Quizá fue hace año y medio, en un conflicto laboral. A Garzón lo llamaron para trabajar y fue. Sus compañeros —en A Coruña los maquinistas no llegan a 50— se lo reprocharon y él contestó que Renfe se había portado bien con él, y él tenía que responder igual. Quizá vuelva a pensar en ello estos días, mientras se intenta reponer del choque emocional y poner en paz sus fantasmas en una casa rural de los alrededores de A Coruña, rodeado de sus primos y de un tío que vino desde Toledo. Uno de los que más se le enfrentaron entonces, José España, es uno de los que más lo defienden ahora: “Dicen que somos gremialistas. Lo que somos es muy compañeros”, dice, y menciona pasajeros que le dejan mensajes de ánimo escritos en los billetes.

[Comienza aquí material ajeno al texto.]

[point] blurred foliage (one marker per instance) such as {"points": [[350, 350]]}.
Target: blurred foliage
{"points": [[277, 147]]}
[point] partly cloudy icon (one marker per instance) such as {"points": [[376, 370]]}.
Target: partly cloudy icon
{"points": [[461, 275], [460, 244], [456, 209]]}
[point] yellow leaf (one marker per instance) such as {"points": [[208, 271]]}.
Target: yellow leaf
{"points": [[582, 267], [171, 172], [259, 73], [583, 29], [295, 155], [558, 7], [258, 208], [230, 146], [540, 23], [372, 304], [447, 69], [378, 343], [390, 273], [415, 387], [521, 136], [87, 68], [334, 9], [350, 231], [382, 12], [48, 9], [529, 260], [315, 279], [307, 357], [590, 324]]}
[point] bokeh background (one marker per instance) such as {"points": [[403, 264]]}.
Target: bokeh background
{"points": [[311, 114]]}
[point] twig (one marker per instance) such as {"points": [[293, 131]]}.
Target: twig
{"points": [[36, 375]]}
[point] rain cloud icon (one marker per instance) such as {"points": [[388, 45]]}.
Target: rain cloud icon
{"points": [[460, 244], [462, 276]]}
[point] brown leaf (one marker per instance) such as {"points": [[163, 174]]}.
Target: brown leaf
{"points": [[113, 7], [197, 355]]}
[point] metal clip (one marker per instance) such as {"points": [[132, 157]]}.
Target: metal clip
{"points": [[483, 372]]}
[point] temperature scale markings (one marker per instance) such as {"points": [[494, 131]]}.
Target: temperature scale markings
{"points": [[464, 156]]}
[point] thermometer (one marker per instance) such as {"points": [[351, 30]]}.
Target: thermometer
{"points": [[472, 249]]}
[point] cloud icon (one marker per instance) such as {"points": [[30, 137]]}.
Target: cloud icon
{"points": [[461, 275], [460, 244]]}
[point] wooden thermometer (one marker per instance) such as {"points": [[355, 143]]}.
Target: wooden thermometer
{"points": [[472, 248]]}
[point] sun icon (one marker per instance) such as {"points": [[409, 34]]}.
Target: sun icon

La mejor definición de la cabeza del maquinista es la anécdota que se resisten a contar. La del compañero al que le encomendaron la víspera de Reyes una bicicleta de montaña en Miranda de Ebro para entregar en Monforte, para el hijo de un colega. El tren que tendría que tomar se averió, y también la máquina que fue a auxiliarlo. El siguiente tren llegaría a la ciudad lucense a las seis de la tarde del día 6. El compañero se ofreció a llevar una máquina de mercancías que estaba desocupada, asegurando que conocía perfectamente la ruta —sí, cuando hacía la mili—. Llegó, logró remolcar el tren, y como en las películas navideñas, la bicicleta estuvo a primera hora de la mañana en Monforte.